Pada awal Mei 2026, Seng (XZN) berada di persimpangan yang berisiko tinggi. Setelah mencapai puncak lokal $3.532 pada akhir April, harga mengalami koreksi tajam menuju level $3.340. Sementara International Lead and Zinc Study Group (ILZSG) mengkonfirmasi defisit 19.000 metrik ton untuk tahun ini, investor saat ini sedang bergulat dengan kekosongan permintaan yang disebabkan oleh libur Hari Buruh dan kelemahan yang terus berlanjut di sektor real estat China.

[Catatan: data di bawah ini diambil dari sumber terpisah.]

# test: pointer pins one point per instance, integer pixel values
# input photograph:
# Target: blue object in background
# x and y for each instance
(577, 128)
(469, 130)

Narasi untuk 2026 didominasi oleh tekanan sisi pasokan yang masif. Goncangan tiga kali lipat dari konflik Timur Tengah telah mendorong minyak mentah Brent menuju $86/bbl dan harga urea naik 60%, secara drastis meningkatkan biaya peleburan dan logistik. Dengan tambang seng utama seperti Lady Loretta mencapai akhir masa hidup, pasar menyeimbangkan kelangkaan struktural terhadap lingkungan suku bunga tinggi yang mengancam ekspansi industri. Panduan ini menguraikan prediksi harga Seng untuk 2026 menggunakan data dari Bank Dunia, BMI (Fitch Solutions), dan analisis pasar LME.
Anda juga akan menemukan cara trading futures Seng dengan USDT melalui BingX TradFi.
5 Hal Teratas yang Perlu Diketahui Trader Seng di 2026
Saat Seng menavigasi lanskap volatil dari gangguan geopolitik dan lonjakan energi, trader harus memantau lima faktor penggerak pasar ini:
- Defisit Struktural: ILZSG memperkirakan defisit seng halus sebesar 19.000 metrik ton untuk 2026, meskipun output global diperkirakan naik 1,4%.
- Tekanan Biaya Input: Lonjakan 24% dalam harga energi global dan kelangkaan asam sulfat, yang diperburuk oleh larangan ekspor China dan Rusia, menciptakan dasar yang tinggi untuk biaya produksi.
- Pergeseran Properti China: Investasi di sektor real estat China diproyeksikan turun 12,8% pada 2026, menghilangkan pilar tradisional yang besar dari permintaan baja galvanis.
- Kompensasi Hijau: Sementara konstruksi melambat, permintaan dari sektor Energi Terbarukan dan EV seperti frame solar dan baterai EV diperkirakan naik, sebagian mengimbangi penurunan properti.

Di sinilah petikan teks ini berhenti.